Visiblement, l’Otan a intensifié ses missions de collecte de renseignements électroniques en mer Noire et dans les environs de l’enclave de Kaliningrad, où les forces russes ont établi des « bulles de protection » en y déployant des capacités d’interdiction et de déni d’accès [AD/A2].

Ainsi, le 14 août, un RC-135 et un P-8A Poseidon américains ont été interceptés au-dessus de la mer Noire. Deux jours plus tard, un Atlantique 2, avion de patrouille maritime français, que l’état-major russe a pris pour un Bréguet Atlantic italien [qui ne sont plus en service, ndlr], a également été intercepté par un Su-27SM en mer Noire.

Le 19 août, un RC-135 et un P-8A Poseidon américains ont de nouveau été repérés en mer Noire. De même qu’un second RC-135, cette fois dans les environs de Kaliningrad. Enfin, le lendemain, un Su-30 SM russe a identifié un Atlantique 2 français et un Sentinel R1 britannique.

« Le vol du chasseur russe Su-30SM s’est déroulé en stricte conformité avec les règles internationales d’utilisation de l’espace aérien. Les avions français et britannique n’ont pas violé la frontière d’État russe », avait alors pris soin de préciser le Centre national de contrôle de la défense russe.
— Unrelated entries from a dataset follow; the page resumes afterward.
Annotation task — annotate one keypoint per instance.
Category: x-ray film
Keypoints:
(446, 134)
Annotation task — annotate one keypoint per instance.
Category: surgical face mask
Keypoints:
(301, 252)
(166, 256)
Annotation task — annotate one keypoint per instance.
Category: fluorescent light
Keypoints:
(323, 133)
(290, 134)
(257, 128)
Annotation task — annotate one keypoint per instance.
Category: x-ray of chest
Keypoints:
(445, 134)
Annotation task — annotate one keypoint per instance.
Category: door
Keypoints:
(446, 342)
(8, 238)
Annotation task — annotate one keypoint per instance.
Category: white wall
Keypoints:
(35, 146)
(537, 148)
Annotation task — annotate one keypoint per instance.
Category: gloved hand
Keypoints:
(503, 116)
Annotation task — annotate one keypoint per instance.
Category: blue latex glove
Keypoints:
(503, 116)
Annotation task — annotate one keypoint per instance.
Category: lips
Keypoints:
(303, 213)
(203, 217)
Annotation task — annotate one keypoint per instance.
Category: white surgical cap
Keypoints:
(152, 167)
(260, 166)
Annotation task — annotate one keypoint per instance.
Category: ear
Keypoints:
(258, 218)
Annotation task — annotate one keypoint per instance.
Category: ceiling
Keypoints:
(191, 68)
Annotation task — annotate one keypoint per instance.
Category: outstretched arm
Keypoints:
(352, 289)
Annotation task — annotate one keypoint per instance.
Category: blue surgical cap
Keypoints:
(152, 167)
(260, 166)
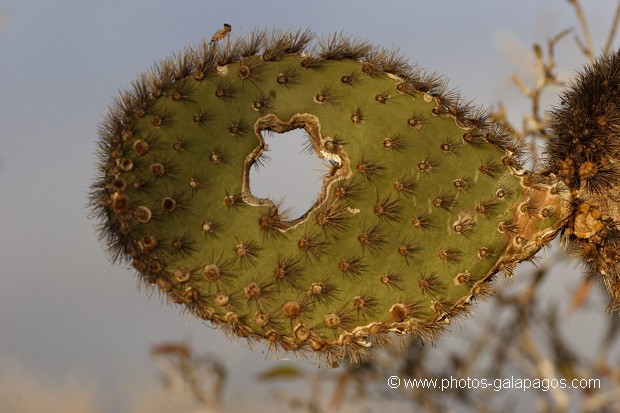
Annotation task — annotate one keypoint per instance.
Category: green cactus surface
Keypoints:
(425, 201)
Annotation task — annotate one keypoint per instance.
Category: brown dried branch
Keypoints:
(612, 31)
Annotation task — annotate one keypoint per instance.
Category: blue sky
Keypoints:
(63, 308)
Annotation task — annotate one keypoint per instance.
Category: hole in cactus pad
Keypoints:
(288, 173)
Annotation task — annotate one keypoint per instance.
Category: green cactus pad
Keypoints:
(425, 201)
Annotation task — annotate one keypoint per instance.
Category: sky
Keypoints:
(65, 310)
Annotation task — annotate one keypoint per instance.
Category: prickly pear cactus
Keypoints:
(424, 203)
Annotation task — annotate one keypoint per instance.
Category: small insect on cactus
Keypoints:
(425, 202)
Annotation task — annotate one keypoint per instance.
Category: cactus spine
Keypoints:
(426, 200)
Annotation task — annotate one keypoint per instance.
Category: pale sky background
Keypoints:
(65, 311)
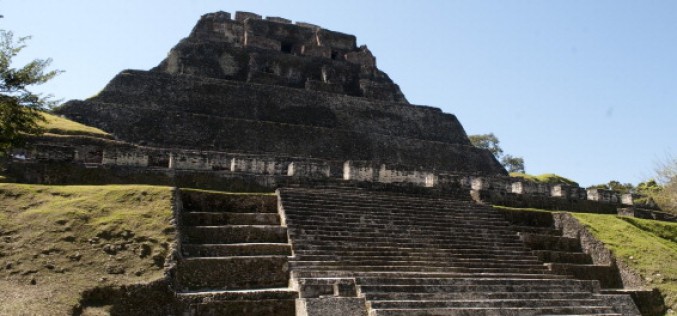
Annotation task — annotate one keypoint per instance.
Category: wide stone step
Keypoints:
(413, 230)
(396, 250)
(608, 276)
(259, 307)
(420, 257)
(362, 244)
(400, 262)
(207, 201)
(563, 256)
(214, 273)
(217, 219)
(498, 311)
(431, 240)
(234, 234)
(450, 237)
(387, 204)
(229, 250)
(418, 274)
(365, 223)
(318, 207)
(378, 218)
(537, 230)
(394, 209)
(425, 283)
(226, 295)
(486, 293)
(368, 220)
(422, 268)
(376, 198)
(547, 242)
(372, 196)
(485, 303)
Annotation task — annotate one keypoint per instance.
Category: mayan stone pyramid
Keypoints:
(272, 88)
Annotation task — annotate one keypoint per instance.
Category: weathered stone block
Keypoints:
(308, 169)
(336, 40)
(261, 42)
(331, 306)
(358, 171)
(277, 19)
(241, 16)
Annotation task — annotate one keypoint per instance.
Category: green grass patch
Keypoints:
(550, 178)
(665, 230)
(646, 246)
(59, 125)
(57, 241)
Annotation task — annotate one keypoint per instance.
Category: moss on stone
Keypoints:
(58, 241)
(647, 246)
(550, 178)
(58, 125)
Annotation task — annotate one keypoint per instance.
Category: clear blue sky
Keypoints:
(585, 89)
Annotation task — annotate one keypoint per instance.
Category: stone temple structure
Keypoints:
(273, 88)
(380, 205)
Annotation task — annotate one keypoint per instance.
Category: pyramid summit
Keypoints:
(273, 88)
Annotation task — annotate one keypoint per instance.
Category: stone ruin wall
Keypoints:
(273, 51)
(497, 190)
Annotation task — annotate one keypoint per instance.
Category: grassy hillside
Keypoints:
(544, 178)
(56, 241)
(59, 125)
(649, 247)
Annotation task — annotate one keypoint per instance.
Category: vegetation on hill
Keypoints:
(647, 246)
(490, 142)
(19, 107)
(58, 241)
(550, 178)
(59, 125)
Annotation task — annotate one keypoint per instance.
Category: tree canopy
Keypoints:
(19, 107)
(490, 142)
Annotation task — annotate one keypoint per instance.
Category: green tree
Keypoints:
(617, 186)
(490, 142)
(513, 164)
(19, 107)
(664, 189)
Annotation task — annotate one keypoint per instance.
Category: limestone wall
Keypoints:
(274, 51)
(214, 98)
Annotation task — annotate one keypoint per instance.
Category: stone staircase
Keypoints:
(233, 256)
(565, 255)
(359, 252)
La capacité à contrer les moyens AD/A2 comme ceux déployés par la Russie en Crimée [pour la mer Noire] et à Kaliningrad [pour la mer Baltique] est fondamentale pour garder une certaine liberté d’action dans la « troisième dimension », ce qui est un préalable à toute opération militaire. D’où l’intérêt de ces missions de l’Otan.